ちなみにこのソクラテスがふっかけた議論ですが、どこまで行っても答えもしくは結論には至りません。なぜなら、ソクラテス自身も、相手も、対象になっている事物の本質がわかっていないからです。唯一はっきりしていることは、ソクラテスは知らないことを認めていることであり、相手は知らないことを認めていない、ということ。

なので「じゃあお前はその本質を知っているのか?」と尋ねられたら「いや、知らない。知っているわけないじゃん。」とソクラテスは平気で答えます。知らないものは知らないんです。そして、そのことをわかっているのが「無知の知」と言われていることです。

ソクラテスは自分というものを過小評価も過大評価もしていません。伝えられている話によると、とても素直でそのぶん変人で、たちの悪いところもあったようです。弟子であるプラトンのように、モノには理想の形が存在する(イデア)といったような自説も持たず、ひたすら対話を繰り返す中で研鑽を試みるという学問スタイルでした。まさに論客、そして弁証法の元祖ともいえる哲学的ストロングスタイルでした。

まとめ:己を知れば百戦殆からず

ということで、ソクラテスとひろゆきさんの議論と考え、類似点を見てきました。

ひろゆきさんの切り抜き動画などを見ていると、「バカ」という言葉が多く出てきます。これは相手を攻撃しているのではなく、ちゃんと自分自身を知っておいたほうがいいよというメッセージです。

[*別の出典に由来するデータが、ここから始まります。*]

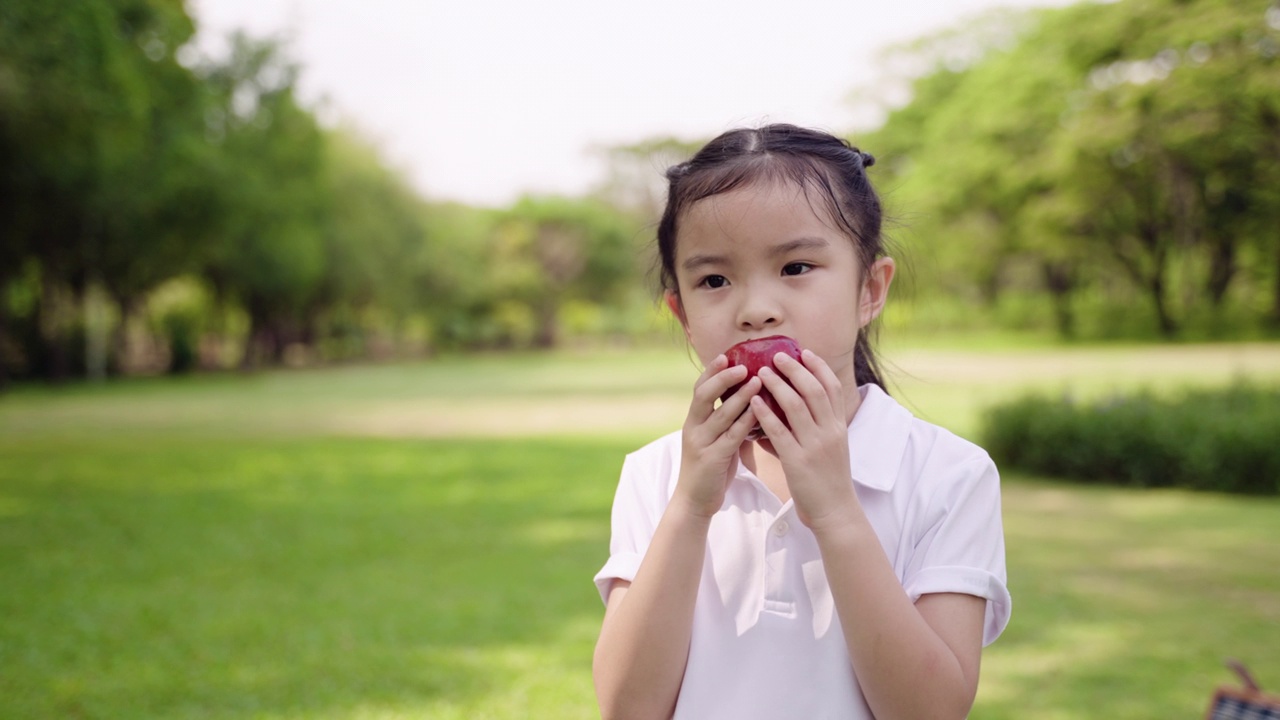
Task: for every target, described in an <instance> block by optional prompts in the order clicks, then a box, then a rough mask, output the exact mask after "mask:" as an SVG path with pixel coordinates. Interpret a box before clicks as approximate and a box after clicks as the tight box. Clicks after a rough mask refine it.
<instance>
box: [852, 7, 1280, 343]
mask: <svg viewBox="0 0 1280 720" xmlns="http://www.w3.org/2000/svg"><path fill="white" fill-rule="evenodd" d="M890 60H891V63H892V64H893V67H896V68H897V73H899V74H900V76H905V77H909V78H911V85H910V97H911V99H910V101H909V102H906V104H905V105H902V106H900V108H897V109H895V110H893V111H891V113H890V114H888V119H887V122H886V123H884V124H883V127H882V128H881V129H878V131H877V132H874V133H870V135H869V136H861V137H859V138H858V140H859V142H861V143H863V145H865V146H867V147H870V149H873V150H874V151H876V154H877V155H878V156H879V158H882V159H883V160H884V163H883V164H882V165H878V167H877V172H879V173H881V176H879V183H881V187H883V188H887V190H888V195H890V197H891V200H892V205H893V206H895V208H896V209H897V210H899V213H900V219H901V220H902V224H904V225H905V227H906V228H909V233H908V234H909V236H910V240H911V245H916V246H918V247H919V251H918V254H916V256H915V258H916V266H915V270H916V273H915V279H916V288H915V292H916V295H918V296H919V297H920V299H922V302H919V306H920V307H924V309H932V310H933V311H934V314H936V315H937V318H934V319H933V320H934V322H941V323H947V324H961V325H963V324H964V323H965V319H964V318H963V316H959V315H960V314H963V313H973V310H974V309H975V307H977V309H980V310H982V313H984V314H993V315H995V316H997V318H1000V320H1001V322H1002V323H1005V324H1007V325H1012V327H1029V328H1034V327H1042V325H1046V324H1048V325H1051V327H1053V328H1055V329H1056V332H1057V333H1060V334H1062V336H1066V337H1079V336H1083V337H1146V336H1155V337H1162V338H1187V337H1192V338H1196V337H1199V338H1213V337H1222V338H1233V337H1260V336H1268V334H1274V333H1275V331H1276V329H1277V328H1280V4H1277V3H1275V1H1272V0H1121V1H1117V3H1082V4H1078V5H1074V6H1069V8H1062V9H1052V10H1036V12H1030V13H1007V12H1005V13H995V14H988V15H984V17H979V18H977V19H975V20H974V22H972V23H970V24H968V26H964V27H957V28H955V29H952V31H948V32H946V33H942V35H938V36H933V37H929V38H924V40H922V41H919V42H915V44H911V45H908V46H902V47H899V49H896V51H895V54H893V55H892V56H891V58H890ZM936 296H943V297H951V299H966V300H969V301H970V302H952V304H950V305H948V304H946V302H929V301H927V300H924V299H925V297H936ZM948 307H950V310H948ZM918 319H919V320H922V322H931V320H929V319H925V318H918Z"/></svg>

世の中のほとんどの人は実際はバカなんです。でも社会に出ると仕事をして立場の違いが生まれ、役職がついて、見栄を張り、自分をよく見せる必要が出てきます。自己保存のために平気でうそをついたりそれっぽい言葉を使って自分を守ろうと必死になるわけです。

バカはバカなんだからという言葉は、きちんと自分のリアルな能力と向き合って無理をしないことによって、人に騙されたり社会に騙されたりしないようにしましょうという意味だと私は解釈していますし、ひろゆきさん自身もたまに口にします。バカは利用されるしそれで経済が回っている(ギャンブル、宝くじ、ブラック企業など)ということはよく聞く話です。

「己を知っているか否か」これがメッセージで、両者ともに相手をやり込めることを意図した言動ではなく、とても素直でピュアな心が出発点にあるのです。そして、そんなピュアな心に対して誠実に向き合わない人は困ってしまいます。相手を映す鏡みたいなものです。

でも、己を知ること、いつでも素直でいることはとっても難しいです。やはり少しでもよく見られたいし周りから尊敬されたい。でもソクラテスもひろゆきさんも見た目や肩書に縛られることはありません。

そこにあるのは等身大の自分への信頼です。二人ともピュアな実践家なのです。

それが、自分を偽って生きている私のような人間には脅威に感じ、自分が攻撃されたと受け取り反論します。

ソクラテスに至っては死をもってその言動の意味を証明するしかないという事態になってしまいました。ソクラテスの死に関しては、それが哲学者としての完成をも意味していたので、ひろゆきさんにアンチがいることとの関連はありませんが、ひろゆきさんがある一定の人たちから攻撃される理由はここにあるでしょう。